Las yemas de los dedos de Qianye Ying detuvieron la Espada Divina del Pilón Púrpura en seco. La luz púrpura que todo lo consumía se disipó después de un fuerte sonido metálico, y la Espada Divina del Pilón Púrpura dibujó un extraño arco en el aire antes de regresar a la mano de Xia Qingyue. Un momento después, el arma se había desvanecido por completo.

El breve intercambio no había durado ni un instante. Era casi como si nada hubiera pasado en este espacio silencioso.

Pero una cosa que era diferente a la anterior. La ropa de Gu Zhu había sido cortada en docenas de lugares… El viejo levantó la vista ligeramente cuando un destello de sorpresa pasó por sus ojos.

Qianye Ying se dio la vuelta lentamente. Su mirada en Xia Qingyue había cambiado por completo, “El Cuerpo Exquisito Noveno Profundo realmente merece su reputación. Los cielos te favorecen demasiado, Xia Qingyue.”

Esta era la primera vez que sentía “celos” hacia otra mujer.

Hablando normalmente, un heredero del legado del Dios de la Luna no podría haber despertado más del veinte por ciento de su poder divino en solo tres años.

Sin embargo, el poder que Xia Qingyue había desatado en ese instante superó con creces las expectativas más altas de Qianye Ying.
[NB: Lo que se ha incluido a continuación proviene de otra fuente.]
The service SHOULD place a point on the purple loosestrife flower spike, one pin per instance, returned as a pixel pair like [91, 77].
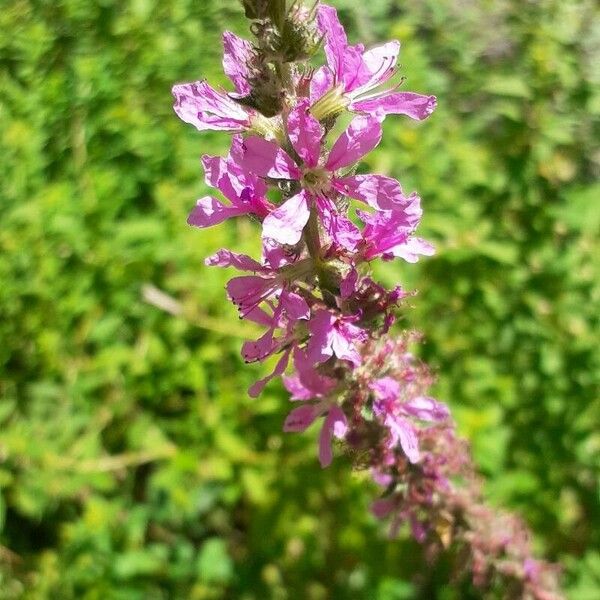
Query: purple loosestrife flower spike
[326, 322]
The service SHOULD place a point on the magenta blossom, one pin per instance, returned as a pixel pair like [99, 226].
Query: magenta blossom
[334, 335]
[334, 425]
[356, 74]
[245, 191]
[205, 108]
[319, 178]
[393, 411]
[389, 234]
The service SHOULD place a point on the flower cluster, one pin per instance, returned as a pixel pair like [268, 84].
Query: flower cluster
[293, 168]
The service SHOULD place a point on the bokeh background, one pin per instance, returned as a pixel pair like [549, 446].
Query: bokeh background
[132, 463]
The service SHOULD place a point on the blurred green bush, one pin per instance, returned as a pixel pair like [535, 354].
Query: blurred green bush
[132, 463]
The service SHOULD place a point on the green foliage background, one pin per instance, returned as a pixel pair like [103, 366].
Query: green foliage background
[132, 463]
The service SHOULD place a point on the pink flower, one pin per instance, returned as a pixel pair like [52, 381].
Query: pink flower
[389, 234]
[205, 108]
[307, 383]
[393, 412]
[357, 72]
[319, 178]
[334, 425]
[238, 55]
[248, 292]
[245, 191]
[332, 334]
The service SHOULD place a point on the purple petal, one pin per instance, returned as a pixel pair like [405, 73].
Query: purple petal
[280, 367]
[319, 347]
[297, 389]
[242, 262]
[209, 211]
[259, 316]
[378, 191]
[248, 291]
[380, 63]
[416, 106]
[412, 249]
[426, 409]
[237, 55]
[336, 41]
[386, 388]
[305, 133]
[285, 224]
[341, 230]
[294, 306]
[321, 82]
[335, 424]
[267, 159]
[344, 348]
[362, 135]
[205, 108]
[404, 432]
[256, 350]
[348, 284]
[383, 507]
[300, 418]
[274, 254]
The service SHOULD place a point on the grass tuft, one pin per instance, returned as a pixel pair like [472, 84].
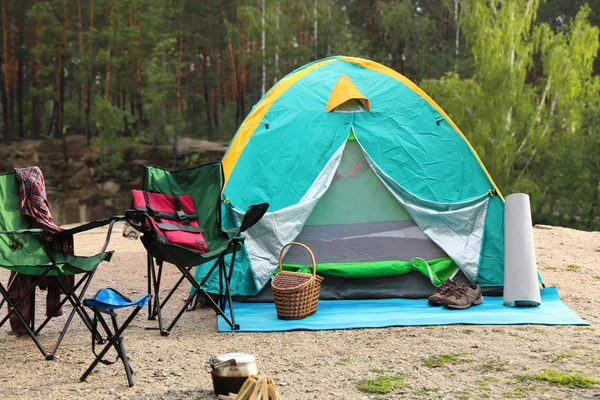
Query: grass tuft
[381, 385]
[573, 268]
[493, 366]
[559, 378]
[558, 356]
[440, 360]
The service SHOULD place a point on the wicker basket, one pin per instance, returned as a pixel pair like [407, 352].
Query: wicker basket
[296, 294]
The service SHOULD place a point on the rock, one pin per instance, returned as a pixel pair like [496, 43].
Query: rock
[111, 187]
[91, 159]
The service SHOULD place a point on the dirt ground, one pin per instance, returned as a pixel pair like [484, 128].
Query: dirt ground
[445, 362]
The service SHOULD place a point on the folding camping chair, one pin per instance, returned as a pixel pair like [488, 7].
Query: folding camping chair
[204, 184]
[26, 250]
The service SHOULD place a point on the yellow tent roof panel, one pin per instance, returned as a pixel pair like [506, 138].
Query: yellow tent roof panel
[343, 91]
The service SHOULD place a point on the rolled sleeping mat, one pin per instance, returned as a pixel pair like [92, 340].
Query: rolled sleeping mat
[521, 286]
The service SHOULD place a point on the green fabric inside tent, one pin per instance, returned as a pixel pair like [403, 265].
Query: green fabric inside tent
[437, 270]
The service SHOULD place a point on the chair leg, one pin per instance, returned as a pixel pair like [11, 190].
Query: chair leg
[156, 278]
[228, 283]
[149, 262]
[128, 369]
[23, 321]
[114, 339]
[120, 348]
[77, 308]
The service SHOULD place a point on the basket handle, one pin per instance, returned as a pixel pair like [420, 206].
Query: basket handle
[312, 256]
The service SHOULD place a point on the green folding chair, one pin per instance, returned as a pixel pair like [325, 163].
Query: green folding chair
[27, 251]
[204, 184]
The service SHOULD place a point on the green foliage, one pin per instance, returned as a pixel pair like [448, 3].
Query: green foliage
[381, 385]
[440, 360]
[493, 366]
[517, 76]
[558, 378]
[558, 356]
[527, 105]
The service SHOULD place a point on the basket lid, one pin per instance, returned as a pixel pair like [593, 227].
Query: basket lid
[285, 279]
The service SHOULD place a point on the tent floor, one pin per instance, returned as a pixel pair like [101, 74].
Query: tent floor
[408, 286]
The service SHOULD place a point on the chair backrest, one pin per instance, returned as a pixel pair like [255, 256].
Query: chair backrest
[30, 251]
[204, 183]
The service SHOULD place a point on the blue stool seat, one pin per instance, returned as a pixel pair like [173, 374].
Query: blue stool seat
[109, 299]
[106, 301]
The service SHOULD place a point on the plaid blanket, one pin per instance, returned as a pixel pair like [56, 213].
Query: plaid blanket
[34, 204]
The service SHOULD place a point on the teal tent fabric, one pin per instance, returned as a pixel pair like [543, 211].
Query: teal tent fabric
[291, 158]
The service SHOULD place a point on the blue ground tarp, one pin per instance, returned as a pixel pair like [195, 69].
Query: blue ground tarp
[352, 314]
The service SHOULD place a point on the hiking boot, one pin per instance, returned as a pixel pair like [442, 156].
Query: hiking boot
[444, 290]
[464, 296]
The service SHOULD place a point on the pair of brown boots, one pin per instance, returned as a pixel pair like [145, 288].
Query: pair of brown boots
[457, 296]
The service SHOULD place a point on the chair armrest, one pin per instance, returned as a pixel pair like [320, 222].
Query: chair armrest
[231, 231]
[253, 214]
[139, 220]
[90, 225]
[32, 231]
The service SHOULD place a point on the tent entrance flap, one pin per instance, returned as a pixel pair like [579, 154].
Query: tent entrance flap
[359, 224]
[457, 228]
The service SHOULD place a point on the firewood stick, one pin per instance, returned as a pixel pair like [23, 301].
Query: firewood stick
[271, 384]
[244, 395]
[254, 394]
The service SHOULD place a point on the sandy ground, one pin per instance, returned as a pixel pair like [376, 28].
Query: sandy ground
[327, 364]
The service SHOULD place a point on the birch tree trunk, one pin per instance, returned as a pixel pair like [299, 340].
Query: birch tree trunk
[83, 72]
[110, 27]
[315, 29]
[36, 100]
[277, 12]
[8, 117]
[264, 66]
[457, 26]
[88, 105]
Ella no sabía que Xia Qingyue no acababa de heredar el poder divino del Pilón Púrpura de Yue Wuya después de su fallecimiento. De alguna manera, sus poderes divinos habían sido “trasplantados” directamente en su cuerpo… Era un milagro que solo podía sucederle a Xia Qingyue, la propietaria del Cuerpo Exquisito Noveno Profundo.

“Creo que los cielos te favorecen aún más que yo. No hay otra manera de explicar cómo alguien como tú a estado viva hasta el día de hoy”, Xia Qingyue ridiculizó a Qianye Ying a cambio.

“Es lamentable que seas una mujer que vive por el bien de un hombre. Incluso si te has convertido en un emperador dios, incluso si tus talentos están entre los mejores de los mejores, nunca serás más que una inútil”.

Finalmente, Qianye Ying’er retiró su mirada y voló lejos en la distancia. Esta vez, no se dirigía hacia el Reino de la Canción de Nieve.

Gu Zhu siguió de cerca a su maestra.

Mientras miraba las espaldas de sus enemigos jurados, Xia Qingyue exhaló ligeramente cuando sus ojos se volvieron tenues.

“Maestra”, Jin Yue se acercó a ella y le dijo apresuradamente, “¡El Sello Primordial de la Vida y la Muerte es la carta de triunfo más importante que tiene para luchar contra Qianye! ¿Por qué lo hizó? Descubrirán una manera ahora que se han dado cuenta de eso… qué… qué deberíamos hacer entonces…”

Xia Qingyue suspiró en voz baja: “La situación era urgente, no tenía otra forma. Qianye no se atreverá hacer un movimiento por ahora. Espero que escape al Reino del Dios Dragón lo antes posible.

“Pero…”

“Lo que está hecho está hecho”, Xia Qingyue miró hacia el norte con ojos nublados, “… Siempre está preocupando a los demás”.

“Entonces… ¿Quiere ir al Reino de la Canción de Nieve ahora mismo?”

“No hay necesidad”, dijo Xia Qingyue. “No es mi lugar, y hay alguien que lo protegerá en lugar de nosotras. Regresemos.”

Se dio la vuelta y levantó el brazo, pero de repente se congeló como si algo le hubiera llamado la atención. Un largo momento de silencio después, ella dijo: “Vuelve primero, Jin Yue… Acabo de recordar algo que necesito hacer. Volveré en breve”.

“… Entendido”, Jin Yue sabiamente no insistió más y respondió obedientemente.